Environmental Assessment of a Diesel Engine Fueled with Various Biodiesel Blends: Polynomial Regression and Grey Wolf Optimization

A series of tests were carried out to assess the environmental effects of biodiesel blends made of different vegetable oil, such as corn, sunflower, and palm, on exhaust and noise diesel engine emissions. Biodiesel blends with 20% vegetable oil biodiesel and 80% diesel fuel by volume were developed. The tests were conducted in a stationary diesel engine test bed consisting of a single-cylinder, four-stroke, and direct injection engine at variable engine speed. A prediction framework in terms of polynomial regression (PR) was first adopted to determine the correlation between the independent variables (engine speed, fuel type) and the dependent variables (exhaust emissions, noise level, and brake thermal efficiency). After that, a regression model was optimized by the grey wolf optimization (GWO) algorithm to update the current positions of the population in the discrete searching space, resulting in the optimal engine speed and fuel type for lower exhaust and noise emissions and maximizing engine performance. The following conclusions were drawn from the experimental and optimization results: in general, the emissions of unburned hydrocarbon (UHC), carbon dioxide (CO2), and carbon monoxide (CO) from all the different types of biodiesel blends were lower than those of diesel fuel. In contrast, the concentration of nitrogen oxides (NOx) emitted by all the types of biodiesel blends increased. The noise level produced by all the forms of biodiesel, especially palm biodiesel fuel, was lowered when compared to pure diesel.

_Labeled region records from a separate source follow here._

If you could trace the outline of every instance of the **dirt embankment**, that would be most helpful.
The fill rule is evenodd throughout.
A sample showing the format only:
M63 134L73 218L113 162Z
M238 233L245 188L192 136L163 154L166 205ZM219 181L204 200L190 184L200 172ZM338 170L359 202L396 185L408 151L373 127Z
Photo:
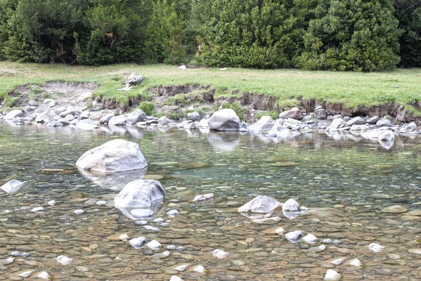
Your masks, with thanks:
M81 95L86 92L93 92L97 89L98 85L93 83L49 82L44 86L25 85L16 87L9 93L9 96L19 98L15 105L20 107L27 105L29 99L42 100L46 98L55 99L58 104L70 104L72 100L77 100ZM221 95L220 93L217 94L217 91L208 85L161 86L150 89L149 93L152 98L147 101L154 104L156 113L166 114L168 109L173 112L182 113L185 110L191 110L192 108L201 108L202 113L208 114L224 103L225 106L229 106L238 102L241 107L244 107L245 119L250 122L254 121L255 113L269 111L279 113L287 109L279 106L276 98L263 93L225 91ZM104 100L100 96L97 96L94 100L93 98L91 98L88 102L102 103L102 108L119 110L121 112L129 111L145 100L144 97L131 98L128 104L121 105L115 100ZM298 98L298 100L299 101L298 107L307 113L313 112L317 107L321 106L328 110L332 115L339 114L350 117L389 115L400 122L421 122L421 117L414 116L410 110L395 103L385 103L373 107L359 106L354 108L342 103L320 102L314 99ZM410 105L421 111L420 101L415 101Z

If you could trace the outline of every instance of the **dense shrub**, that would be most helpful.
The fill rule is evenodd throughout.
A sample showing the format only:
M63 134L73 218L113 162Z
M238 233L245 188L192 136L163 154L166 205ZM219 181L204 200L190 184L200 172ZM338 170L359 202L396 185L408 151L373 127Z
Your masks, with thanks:
M0 0L18 61L375 71L421 66L420 30L417 0Z
M395 14L399 27L404 31L401 37L400 65L421 67L421 1L396 0Z

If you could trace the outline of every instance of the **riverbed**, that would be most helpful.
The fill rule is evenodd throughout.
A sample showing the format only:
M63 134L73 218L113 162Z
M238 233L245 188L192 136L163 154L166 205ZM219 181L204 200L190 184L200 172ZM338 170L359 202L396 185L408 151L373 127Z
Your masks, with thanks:
M45 271L57 280L316 280L329 268L344 280L421 277L420 136L396 136L385 147L321 131L276 138L168 127L0 126L0 185L25 183L13 194L0 190L0 280L24 280L20 274L33 270L27 279ZM102 176L75 167L86 151L115 138L138 143L147 169ZM147 219L114 207L122 187L138 178L166 189ZM207 193L213 200L192 202ZM293 219L276 211L272 218L280 220L262 223L236 211L260 195L293 198L308 211ZM173 209L180 214L168 216ZM280 228L317 242L291 242ZM135 249L128 240L137 237L161 247ZM384 249L373 252L372 243ZM215 257L218 249L227 256ZM60 264L60 255L72 262ZM355 259L362 265L350 265ZM194 271L197 266L206 271Z

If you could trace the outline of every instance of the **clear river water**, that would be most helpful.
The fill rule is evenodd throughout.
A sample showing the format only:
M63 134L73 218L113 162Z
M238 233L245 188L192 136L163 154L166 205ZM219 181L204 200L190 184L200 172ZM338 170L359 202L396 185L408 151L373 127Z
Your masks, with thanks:
M76 169L83 153L114 138L138 143L147 169L97 176ZM321 280L330 268L343 280L419 280L420 172L421 137L414 136L398 136L390 147L340 133L277 139L0 121L0 186L25 183L15 193L0 190L0 280L45 271L54 280ZM142 177L159 180L166 192L147 222L113 203L125 184ZM192 202L206 193L214 199ZM276 211L272 218L280 220L260 223L238 213L260 195L293 198L308 211L293 219ZM180 214L168 216L173 209ZM317 242L291 242L280 228ZM161 247L135 249L123 234ZM373 252L372 243L384 249ZM228 256L217 259L217 249ZM61 255L72 262L58 263ZM361 265L349 264L355 259Z

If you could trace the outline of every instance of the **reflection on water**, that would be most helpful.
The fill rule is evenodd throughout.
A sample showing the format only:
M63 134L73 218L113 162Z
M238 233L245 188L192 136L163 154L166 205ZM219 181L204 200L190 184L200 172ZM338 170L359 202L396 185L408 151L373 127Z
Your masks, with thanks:
M0 280L19 280L28 270L45 270L60 280L168 280L173 275L314 280L328 268L342 280L420 276L420 137L399 136L392 145L342 132L271 138L176 128L1 124L0 184L18 179L25 185L13 194L0 192ZM147 169L104 176L75 168L84 152L117 138L140 144ZM146 228L130 210L113 206L119 190L142 176L159 178L167 193ZM213 200L191 202L207 193ZM258 195L282 202L294 198L309 210L295 218L277 211L256 223L236 209ZM56 204L49 206L50 200ZM390 212L386 207L392 205L401 207ZM44 211L31 211L38 207ZM76 215L76 209L85 212ZM180 214L168 216L173 209ZM313 234L318 242L291 243L277 234L279 228ZM162 247L135 249L119 238L125 233L156 240ZM373 242L385 250L371 252ZM216 249L228 256L215 258ZM16 251L26 254L7 261ZM58 264L60 255L72 263ZM339 258L345 261L330 263ZM354 259L364 266L349 265ZM187 269L180 271L181 265ZM194 271L198 265L207 272Z

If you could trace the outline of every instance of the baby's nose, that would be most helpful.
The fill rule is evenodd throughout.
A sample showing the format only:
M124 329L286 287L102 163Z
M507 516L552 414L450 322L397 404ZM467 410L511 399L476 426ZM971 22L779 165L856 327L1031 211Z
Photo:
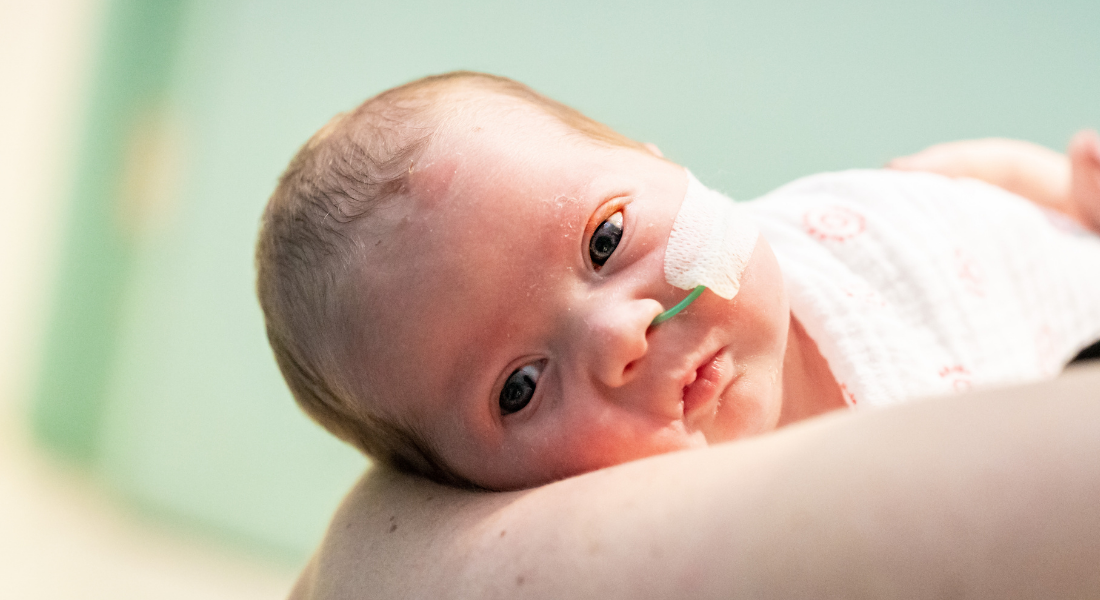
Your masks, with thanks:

All the tested fuels had a high noise level in the middle frequency band, at 75% engine load, and high engine speeds. On average, the proposed PR-GWO model exhibited remarkable predictive reliability, with a high square of correlation coefficient (R2) of 0.9823 and a low root mean square error (RMSE) of 0.0177. Finally, the proposed model achieved superior outcomes, which may be utilized to predict and maximize engine performance and minimize exhaust and noise emissions.